Thursday, December 4, 2025

Thoughts on Council and Staff Visit to Ludington Pumped Storage Plant

Dear Editor,

Meaford Councillors and staff members who visited the pumped storage plant at Ludington, Mich., have returned and, judging from a letter in last week’s Meaford Independent, they would have found that the nearest homes are kilometres away from the Ludington plant, that the site had not been contaminated with toxins (i.e., poisonous substances) and that fish kills have been cut by 90 per cent from the 150 million that perished annually until a 12-year lawsuit required some changes.

Things are quite different in Meaford where TC Energy wants to build a $7 billion pumped storage plant.

Here, about 300 homes and farms are below the proposed 375-acre reservoir, some of them within tens of metres – not kilometres – of the proposed 20-metre high dam. In addition, the dam would tower over the buildings and dormitories of the 4th Canadian Division Training Centre, which are so close they might have to be relocated.

But the soldiers’ quarters and those civilian homes and farms are a few kilometres from downtown Meaford so the hazard to them is out of sight and out of mind to most Meafordites and Councillors, too.

The proposed reservoir site in Meaford is known to be contaminated with toxic substances left from more than 80 years of live-fire weapons training (which continues today). The Defence Department has warned that disturbing those substances during construction risks them being washed into water courses on the Niagara Escarpment and finding their way downhill into Georgian Bay. Six municipalities around the bay have formally expressed their concerns about contaminated water and asked that the project be halted.

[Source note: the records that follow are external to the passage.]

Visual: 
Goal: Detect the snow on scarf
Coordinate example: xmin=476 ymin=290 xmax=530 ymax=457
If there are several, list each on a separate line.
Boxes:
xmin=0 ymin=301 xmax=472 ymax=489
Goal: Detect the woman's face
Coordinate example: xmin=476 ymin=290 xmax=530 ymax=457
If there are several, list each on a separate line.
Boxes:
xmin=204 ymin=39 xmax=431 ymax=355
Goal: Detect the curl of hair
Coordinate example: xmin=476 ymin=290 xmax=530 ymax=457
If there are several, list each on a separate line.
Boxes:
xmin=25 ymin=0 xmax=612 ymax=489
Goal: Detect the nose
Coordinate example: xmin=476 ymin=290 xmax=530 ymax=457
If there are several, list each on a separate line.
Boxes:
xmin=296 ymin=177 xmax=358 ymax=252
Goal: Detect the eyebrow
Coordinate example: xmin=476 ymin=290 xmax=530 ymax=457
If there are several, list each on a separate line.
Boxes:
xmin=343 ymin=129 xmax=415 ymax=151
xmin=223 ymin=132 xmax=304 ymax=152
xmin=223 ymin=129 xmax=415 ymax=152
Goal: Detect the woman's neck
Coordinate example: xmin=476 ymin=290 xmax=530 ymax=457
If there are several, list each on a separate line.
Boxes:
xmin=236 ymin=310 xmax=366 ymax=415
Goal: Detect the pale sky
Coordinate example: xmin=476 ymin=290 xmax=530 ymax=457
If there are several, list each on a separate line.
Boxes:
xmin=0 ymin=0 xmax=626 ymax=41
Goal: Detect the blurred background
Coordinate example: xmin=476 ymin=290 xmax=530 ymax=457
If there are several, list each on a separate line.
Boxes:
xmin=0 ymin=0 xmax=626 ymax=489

Protection measures that Ludington operators were forced to put in place apparently cut the number of fish killed to 15 million a year, mostly young, immature fish that are sucked through the screens. TC Energy says its system will be more effective, however, it is unlikely to be able to pump 23 billion litres (that’s 23 million tonnes) of water every night up to its reservoir without drawing in small live creatures, too.

The letter writer says it was responsible for Meaford’s Councillors to have visited Ludington on a trip paid for by TC Energy. In fact, the visit should have been before Council voted to green-light the project almost three years ago. And it will have been at taxpayer expense, out of the $285 million the Ford government handed the company last January.

Now that Council has had its visit to the U.S., it should demand that TC Energy provide it and the public with all the studies undertaken to date, including those dealing with the environment, marine biology, endangered species, engineering, design and cost.